この『高速を主体とした走行時』というのは、いったいメーカーはどこの場所を走る事を考えて設定しているのでしょうか? ジョニーさんも割合高回転を多用する乗り方をするので、もし標準の熱価でプラグが焼けすぎているようだったら高速型のプラグに変更をしようかと考えた時期もあるのですが、ジョニーさん程度の走り方では、いつも標準型で何の問題もなくきれいに焼けてしまうのです。ですから、本人は悔しがっていますが、高速型プラグに変更する事ができません。
いったい、この高速型のプラグはというのは、何処をどうやって走る人達が使う想定でオプション設定されているのでしょうか? なんだか、考えているだけで楽しくなってきてしまいます。
話しを戻します。
プラグの電極の消耗は、一般的な四輪車(普通車)の場合で1万キロ走行すると約0.1mm~0.15mm消耗していくと言われています。そして、電極の消耗がすすむとプラグギャップが広がり、火花が飛びにくくなって失火や異常燃焼、燃費の低下、エンジン出力の低下などの症状につながっていくと考えられています。
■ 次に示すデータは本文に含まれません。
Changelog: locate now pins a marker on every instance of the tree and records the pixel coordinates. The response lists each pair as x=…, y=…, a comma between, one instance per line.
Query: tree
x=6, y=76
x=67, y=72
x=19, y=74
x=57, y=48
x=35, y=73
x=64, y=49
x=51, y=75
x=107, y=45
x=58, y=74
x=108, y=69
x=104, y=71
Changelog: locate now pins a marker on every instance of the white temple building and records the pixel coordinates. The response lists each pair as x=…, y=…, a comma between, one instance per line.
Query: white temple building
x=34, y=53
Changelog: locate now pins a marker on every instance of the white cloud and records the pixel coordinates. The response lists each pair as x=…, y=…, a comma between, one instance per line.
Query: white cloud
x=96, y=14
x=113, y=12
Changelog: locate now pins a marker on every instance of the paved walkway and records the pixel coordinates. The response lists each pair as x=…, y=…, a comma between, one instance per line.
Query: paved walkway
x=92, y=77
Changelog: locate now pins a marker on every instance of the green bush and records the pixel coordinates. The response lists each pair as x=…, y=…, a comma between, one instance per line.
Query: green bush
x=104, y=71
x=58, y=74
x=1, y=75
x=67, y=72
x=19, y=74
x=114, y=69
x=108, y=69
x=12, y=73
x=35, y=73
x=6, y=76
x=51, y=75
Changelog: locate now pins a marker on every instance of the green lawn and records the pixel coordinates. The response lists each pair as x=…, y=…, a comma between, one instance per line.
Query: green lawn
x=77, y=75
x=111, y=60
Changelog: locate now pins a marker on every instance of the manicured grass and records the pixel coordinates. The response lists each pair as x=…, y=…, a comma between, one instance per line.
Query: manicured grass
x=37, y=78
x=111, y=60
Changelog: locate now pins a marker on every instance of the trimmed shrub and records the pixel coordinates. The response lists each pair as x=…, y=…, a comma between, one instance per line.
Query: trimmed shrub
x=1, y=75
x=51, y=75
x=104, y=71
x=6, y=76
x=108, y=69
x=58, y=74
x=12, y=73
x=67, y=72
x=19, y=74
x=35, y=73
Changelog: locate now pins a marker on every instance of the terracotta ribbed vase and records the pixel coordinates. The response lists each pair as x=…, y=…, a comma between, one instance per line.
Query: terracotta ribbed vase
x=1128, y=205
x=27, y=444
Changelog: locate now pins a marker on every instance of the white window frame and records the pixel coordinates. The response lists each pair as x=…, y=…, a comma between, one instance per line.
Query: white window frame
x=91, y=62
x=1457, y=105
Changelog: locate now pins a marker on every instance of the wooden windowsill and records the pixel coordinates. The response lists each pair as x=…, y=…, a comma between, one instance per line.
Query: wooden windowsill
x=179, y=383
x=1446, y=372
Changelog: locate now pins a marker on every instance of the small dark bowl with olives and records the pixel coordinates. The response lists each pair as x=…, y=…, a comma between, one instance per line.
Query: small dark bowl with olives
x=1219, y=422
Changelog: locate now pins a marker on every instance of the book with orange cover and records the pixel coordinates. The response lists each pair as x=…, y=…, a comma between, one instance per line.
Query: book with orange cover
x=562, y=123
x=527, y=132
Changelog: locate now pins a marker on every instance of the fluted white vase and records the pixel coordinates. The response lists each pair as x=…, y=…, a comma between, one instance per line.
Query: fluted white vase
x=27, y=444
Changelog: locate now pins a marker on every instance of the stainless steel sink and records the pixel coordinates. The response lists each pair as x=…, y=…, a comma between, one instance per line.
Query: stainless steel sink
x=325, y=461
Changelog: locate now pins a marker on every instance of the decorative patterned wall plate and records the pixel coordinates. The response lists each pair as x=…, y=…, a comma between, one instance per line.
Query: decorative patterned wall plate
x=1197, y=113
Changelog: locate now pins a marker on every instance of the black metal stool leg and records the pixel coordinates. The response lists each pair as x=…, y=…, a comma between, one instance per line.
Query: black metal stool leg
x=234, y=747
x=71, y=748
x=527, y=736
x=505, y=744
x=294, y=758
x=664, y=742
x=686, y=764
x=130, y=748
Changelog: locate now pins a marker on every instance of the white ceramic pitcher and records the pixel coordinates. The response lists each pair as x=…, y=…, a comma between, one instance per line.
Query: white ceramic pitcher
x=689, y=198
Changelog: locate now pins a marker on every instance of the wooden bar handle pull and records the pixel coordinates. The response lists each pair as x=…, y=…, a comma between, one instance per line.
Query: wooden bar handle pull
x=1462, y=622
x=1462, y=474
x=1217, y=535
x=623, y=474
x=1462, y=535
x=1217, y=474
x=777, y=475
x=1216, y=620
一般的な四輪車のドライバーが普通に運転する場合、実際に使用しているエンジンの回転域は何回転くらいを常用としているのでしょうか? 恐らく、現在の日本ではAT車が主流でしょうから、だいたい2000回転~3000回転の間にほぼ収まってしまうのではないかと予測されます。
では、二輪車の場合は一体どうなのでしょうか? 110cc単気筒エンジンのカブ吉くんを例に挙げてお話しを進めていきます。
乗り手であるジョニーさんは、スピードメータの表示誤差も考慮に入れて、だいたい指定速度(制限速度や法定速度を含みます)のプラス10km/hくらいを目安に走行する事が多いようです。運転歴の長いドライバーやライダー達は、その速度で走行している限り、まず取り締まりに遭わない事を経験則として知っています。
ちょっと特別な国道2号線の『岡山バイパス』や国道8号線及び7号線の『新潟バイパス』等の指定速度が70km/h以上の道路を除くと、一般道での実際の走行速度としては、だいたい30km/hから70km/hくらいの範囲で走行している事になります。
カブ吉くんの場合ですが、60km/hでは約5300回転、70km/hでは約6200回転くらいの回転数となります。それを、先ほどお話しした一般的な四輪車の常用回転域と比較してみると、ほぼ2倍くらいの高い回転数域でカブ吉くんは走行している事になります。
四輪車の場合であれば、1万キロで0.1mm~0.15mmの消耗も、2倍の回転数を常用しながら走るカブ吉くんでは、半分の5000kmでそういう状態になるという事です。そうやってプラグギャップが広がり、火花が飛びにくくなって失火等が発生すると、当然ピストンヘッド等にカーボンの堆積などが増える事が予想されます。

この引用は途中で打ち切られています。